The federal health care law prohibits public dollars from being used to finance abortions and requires insurers that choose to offer abortion coverage to collect a separate check from policy holders, but the law also
gives states the option of reasserts states’ right to ban private insurers from providing abortion coverage to women within the exchange.
Tennessee is at least the second state to take advantage of this provision, advancing legislation that would eliminate abortion coverage from an exchange that does not even go into effect until 2014. The Tennessee House Commerce Committee passed the bill (HB 2681) on a voice vote last week. From the text:
No health care plan required to be established in this state through an exchange pursuant to federal health care reform legislation enacted by the 111th Congress shall offer coverage for abortion services. For purposes of this section, “abortion” has the same meaning as defined in § 39-15-201.
Tennessee already has restrictive abortion laws. Public funding is available for abortion only in cases of life endangerment, rape or incest and minors must obtain parental consent before receiving an abortion. Last week, the Tennessee legislature also approved two separate measures requiring “abortion clinics to post signs alerting women of a Tennessee law that prohibits coercing a woman into having an abortion.”
A Missouri Senate committee also approved a bill that would deny insurers the right to offer abortion coverage in any government exchange last month.
Nick Baumann points out that I overstated the abortion section of the new health care law by suggesting that the states’ ability to ban abortion coverage was something new.

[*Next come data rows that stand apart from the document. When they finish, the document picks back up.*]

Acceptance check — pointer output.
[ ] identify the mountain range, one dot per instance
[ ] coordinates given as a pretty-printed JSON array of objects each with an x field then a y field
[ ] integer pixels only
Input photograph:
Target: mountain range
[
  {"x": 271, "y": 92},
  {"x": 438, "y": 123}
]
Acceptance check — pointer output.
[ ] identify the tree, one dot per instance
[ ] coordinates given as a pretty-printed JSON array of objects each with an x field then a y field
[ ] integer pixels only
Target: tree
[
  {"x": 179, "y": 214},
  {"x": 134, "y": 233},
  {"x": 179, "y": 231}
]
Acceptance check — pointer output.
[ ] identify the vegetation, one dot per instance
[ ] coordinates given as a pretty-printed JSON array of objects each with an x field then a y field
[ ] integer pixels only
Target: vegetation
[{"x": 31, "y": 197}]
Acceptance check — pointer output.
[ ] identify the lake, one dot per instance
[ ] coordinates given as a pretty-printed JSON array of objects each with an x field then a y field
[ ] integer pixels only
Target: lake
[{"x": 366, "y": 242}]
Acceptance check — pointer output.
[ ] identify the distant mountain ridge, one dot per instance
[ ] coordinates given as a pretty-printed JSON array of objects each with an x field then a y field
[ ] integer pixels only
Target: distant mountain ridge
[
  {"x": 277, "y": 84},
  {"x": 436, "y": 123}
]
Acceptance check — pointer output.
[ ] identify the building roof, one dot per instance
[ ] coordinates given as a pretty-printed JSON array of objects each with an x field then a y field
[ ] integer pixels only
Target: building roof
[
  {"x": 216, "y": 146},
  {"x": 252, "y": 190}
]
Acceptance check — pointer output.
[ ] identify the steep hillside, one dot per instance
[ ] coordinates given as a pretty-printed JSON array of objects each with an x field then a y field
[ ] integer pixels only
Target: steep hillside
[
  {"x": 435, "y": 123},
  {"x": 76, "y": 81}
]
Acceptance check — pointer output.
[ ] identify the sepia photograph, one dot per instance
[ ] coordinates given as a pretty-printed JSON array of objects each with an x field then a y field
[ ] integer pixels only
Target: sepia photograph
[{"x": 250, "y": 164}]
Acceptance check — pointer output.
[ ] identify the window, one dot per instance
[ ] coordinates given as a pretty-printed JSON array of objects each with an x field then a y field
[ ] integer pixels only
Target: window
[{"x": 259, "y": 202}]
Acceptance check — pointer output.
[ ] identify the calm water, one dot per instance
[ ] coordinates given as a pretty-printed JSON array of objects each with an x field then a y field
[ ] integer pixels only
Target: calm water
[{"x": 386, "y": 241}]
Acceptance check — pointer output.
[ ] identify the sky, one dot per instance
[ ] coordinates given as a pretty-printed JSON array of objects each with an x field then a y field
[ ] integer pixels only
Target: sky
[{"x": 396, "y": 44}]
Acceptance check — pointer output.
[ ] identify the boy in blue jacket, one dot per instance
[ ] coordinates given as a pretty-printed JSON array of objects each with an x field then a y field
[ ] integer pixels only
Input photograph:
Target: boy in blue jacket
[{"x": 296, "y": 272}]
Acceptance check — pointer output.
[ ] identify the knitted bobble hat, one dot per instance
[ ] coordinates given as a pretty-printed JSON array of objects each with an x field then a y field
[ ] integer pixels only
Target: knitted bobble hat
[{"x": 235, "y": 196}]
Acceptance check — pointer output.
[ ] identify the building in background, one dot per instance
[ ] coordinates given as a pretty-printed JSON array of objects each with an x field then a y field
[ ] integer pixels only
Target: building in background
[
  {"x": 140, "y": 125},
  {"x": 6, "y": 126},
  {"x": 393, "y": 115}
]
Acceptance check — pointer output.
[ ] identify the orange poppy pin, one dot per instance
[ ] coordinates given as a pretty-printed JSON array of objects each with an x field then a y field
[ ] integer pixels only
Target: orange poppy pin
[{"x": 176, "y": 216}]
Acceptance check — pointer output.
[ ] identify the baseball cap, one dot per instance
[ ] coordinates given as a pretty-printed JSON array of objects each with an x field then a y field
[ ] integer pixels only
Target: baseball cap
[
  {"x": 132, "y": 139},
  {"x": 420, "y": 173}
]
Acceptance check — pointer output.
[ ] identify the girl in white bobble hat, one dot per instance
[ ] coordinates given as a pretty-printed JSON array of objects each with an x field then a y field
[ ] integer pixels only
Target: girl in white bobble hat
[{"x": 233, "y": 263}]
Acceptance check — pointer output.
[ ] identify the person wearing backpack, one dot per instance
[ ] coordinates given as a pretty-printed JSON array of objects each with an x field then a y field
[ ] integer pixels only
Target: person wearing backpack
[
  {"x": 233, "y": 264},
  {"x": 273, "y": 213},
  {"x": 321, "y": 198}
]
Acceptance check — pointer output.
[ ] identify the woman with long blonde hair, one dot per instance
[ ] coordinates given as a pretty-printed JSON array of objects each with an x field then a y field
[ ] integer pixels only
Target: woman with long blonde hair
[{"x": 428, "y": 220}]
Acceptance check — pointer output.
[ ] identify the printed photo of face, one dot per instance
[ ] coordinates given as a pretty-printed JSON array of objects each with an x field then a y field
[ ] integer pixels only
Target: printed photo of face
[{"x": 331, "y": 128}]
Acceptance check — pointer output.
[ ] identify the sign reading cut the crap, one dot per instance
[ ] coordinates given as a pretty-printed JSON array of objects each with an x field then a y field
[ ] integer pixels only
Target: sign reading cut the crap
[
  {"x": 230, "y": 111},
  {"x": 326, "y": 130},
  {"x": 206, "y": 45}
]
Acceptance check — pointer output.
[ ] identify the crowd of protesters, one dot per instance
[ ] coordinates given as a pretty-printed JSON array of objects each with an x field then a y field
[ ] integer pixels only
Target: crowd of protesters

It’s not. As he explains:
Since 1945, the states have had the right to pass laws regulating insurance, including banning abortion. Some of them even did it: according to the Guttmacher Institute, which supports abortion rights, Idaho, Kentucky, Missouri, North Dakota, and Oklahoma have bills on the books limiting health insurance coverage of abortion. Oklahoma lets insurers cover abortions in cases of rape, incest, and when the life of the mother is endangered; the other four states only allow insurers to cover abortions if the life of the mother is endangered.